|Founder||Former members of the local Junior Chamber of Commerce|
|Activity||Concerts, parades, street parties|
The Aloha Festivals are an annual series of free cultural celebrations observed in the state of Hawaii in the United States. It is the only statewide cultural festival in the nation. Highlights include the presentation of the Royal Court, a ho'olaule'a in Waikiki, and the Floral Parade. Approximately 30,000 people volunteer to plan, organize, and provide labor for the Aloha Festivals each year. Their efforts entertain over 1,000,000 people from throughout the state and visitors from all over the world.
In the spirit of preserving the Hawaiian culture and heritage, the Aloha Festivals were established in 1946 as Aloha Week by former members of the local Junior Chamber of Commerce. The former manager of the festivals, Goriann Akau, has said, "In 1946, after the war, Hawaiians needed an identity. We were lost and needed to regroup. When we started to celebrate our culture, we began to feel proud. We have a wonderful culture that had been buried for a number of years. This brought it out again. Self-esteem is more important than making a lot of money."
The festival was celebrated on six of Hawaii's islands, but in 2008 festival organizers decided to hold most events on Oahu due to a lack of funding. There was also the chance that the Floral Parade would be cancelled altogether, but it was saved by private donors and funds from the City and County of Honolulu.
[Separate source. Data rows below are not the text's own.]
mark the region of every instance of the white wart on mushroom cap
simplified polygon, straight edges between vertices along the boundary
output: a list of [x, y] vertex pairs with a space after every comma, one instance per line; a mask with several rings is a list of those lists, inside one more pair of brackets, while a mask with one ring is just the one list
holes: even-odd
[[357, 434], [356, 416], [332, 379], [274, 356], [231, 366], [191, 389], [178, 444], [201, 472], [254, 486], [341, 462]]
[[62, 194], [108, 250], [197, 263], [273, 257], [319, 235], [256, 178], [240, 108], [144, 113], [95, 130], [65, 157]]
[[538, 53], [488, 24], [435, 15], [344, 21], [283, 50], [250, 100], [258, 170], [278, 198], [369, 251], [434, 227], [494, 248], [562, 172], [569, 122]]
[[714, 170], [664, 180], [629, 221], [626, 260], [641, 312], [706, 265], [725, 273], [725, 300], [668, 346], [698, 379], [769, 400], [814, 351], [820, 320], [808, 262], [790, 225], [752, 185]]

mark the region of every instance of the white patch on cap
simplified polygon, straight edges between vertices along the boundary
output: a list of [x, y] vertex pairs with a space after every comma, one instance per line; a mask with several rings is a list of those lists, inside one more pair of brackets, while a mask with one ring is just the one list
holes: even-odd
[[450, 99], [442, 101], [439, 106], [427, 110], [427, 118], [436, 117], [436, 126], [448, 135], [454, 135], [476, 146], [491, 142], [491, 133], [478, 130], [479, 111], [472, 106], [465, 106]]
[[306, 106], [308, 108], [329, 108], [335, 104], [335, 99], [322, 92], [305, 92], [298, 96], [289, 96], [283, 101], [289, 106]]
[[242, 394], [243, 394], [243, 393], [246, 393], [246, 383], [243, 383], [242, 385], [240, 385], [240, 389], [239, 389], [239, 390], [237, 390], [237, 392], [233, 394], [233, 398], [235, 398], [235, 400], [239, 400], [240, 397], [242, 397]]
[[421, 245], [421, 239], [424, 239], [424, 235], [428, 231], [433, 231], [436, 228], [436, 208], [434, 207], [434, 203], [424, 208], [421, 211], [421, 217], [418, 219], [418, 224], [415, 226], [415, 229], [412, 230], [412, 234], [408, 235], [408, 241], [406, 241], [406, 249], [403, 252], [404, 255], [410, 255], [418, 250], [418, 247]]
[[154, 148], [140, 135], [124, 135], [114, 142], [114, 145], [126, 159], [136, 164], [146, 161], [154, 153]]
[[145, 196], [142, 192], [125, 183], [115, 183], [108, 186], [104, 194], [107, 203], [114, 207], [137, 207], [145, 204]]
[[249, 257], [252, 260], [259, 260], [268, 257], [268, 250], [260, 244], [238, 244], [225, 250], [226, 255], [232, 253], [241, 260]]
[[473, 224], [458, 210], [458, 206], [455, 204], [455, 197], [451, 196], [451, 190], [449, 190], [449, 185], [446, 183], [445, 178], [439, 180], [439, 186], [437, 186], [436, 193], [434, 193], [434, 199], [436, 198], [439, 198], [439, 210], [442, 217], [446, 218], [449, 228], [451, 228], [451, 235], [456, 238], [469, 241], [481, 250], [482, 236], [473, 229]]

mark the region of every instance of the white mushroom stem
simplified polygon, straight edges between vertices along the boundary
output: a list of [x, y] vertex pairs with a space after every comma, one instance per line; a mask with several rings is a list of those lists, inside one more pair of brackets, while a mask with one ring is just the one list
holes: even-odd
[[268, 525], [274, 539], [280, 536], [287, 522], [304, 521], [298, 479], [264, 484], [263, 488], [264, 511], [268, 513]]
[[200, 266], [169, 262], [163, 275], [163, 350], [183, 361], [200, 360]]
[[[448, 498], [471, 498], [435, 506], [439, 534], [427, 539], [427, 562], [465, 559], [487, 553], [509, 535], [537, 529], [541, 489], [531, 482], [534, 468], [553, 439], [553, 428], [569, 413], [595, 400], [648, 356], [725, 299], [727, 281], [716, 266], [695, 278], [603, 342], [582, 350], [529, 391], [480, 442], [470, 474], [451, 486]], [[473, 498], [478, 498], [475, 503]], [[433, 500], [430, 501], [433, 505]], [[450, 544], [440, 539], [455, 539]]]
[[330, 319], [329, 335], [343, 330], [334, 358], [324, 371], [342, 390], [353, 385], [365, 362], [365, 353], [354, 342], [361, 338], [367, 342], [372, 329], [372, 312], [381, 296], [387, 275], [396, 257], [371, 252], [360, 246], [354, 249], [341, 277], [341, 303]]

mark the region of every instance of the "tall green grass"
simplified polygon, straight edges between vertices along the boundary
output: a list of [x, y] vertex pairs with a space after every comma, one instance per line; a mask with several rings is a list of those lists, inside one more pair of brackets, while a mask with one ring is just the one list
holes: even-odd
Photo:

The court is selected from a pool of applicants, all of whom must be of Hawaiian ancestry and of certain ages. The festival itself begins with the presentation of the royal court during the opening ceremony. The ceremony takes place at Helumoa, a section of Waikiki near the Royal Hawaiian Center.
The Floral Parade starts at the intersection of Ala Moana Boulevard and Kamakee st. and goes through Waikiki before finishing at Kapiolani Park. The parade features p'au riders, marching bands, hula halaus, and that year's Aloha Festival Royal Court.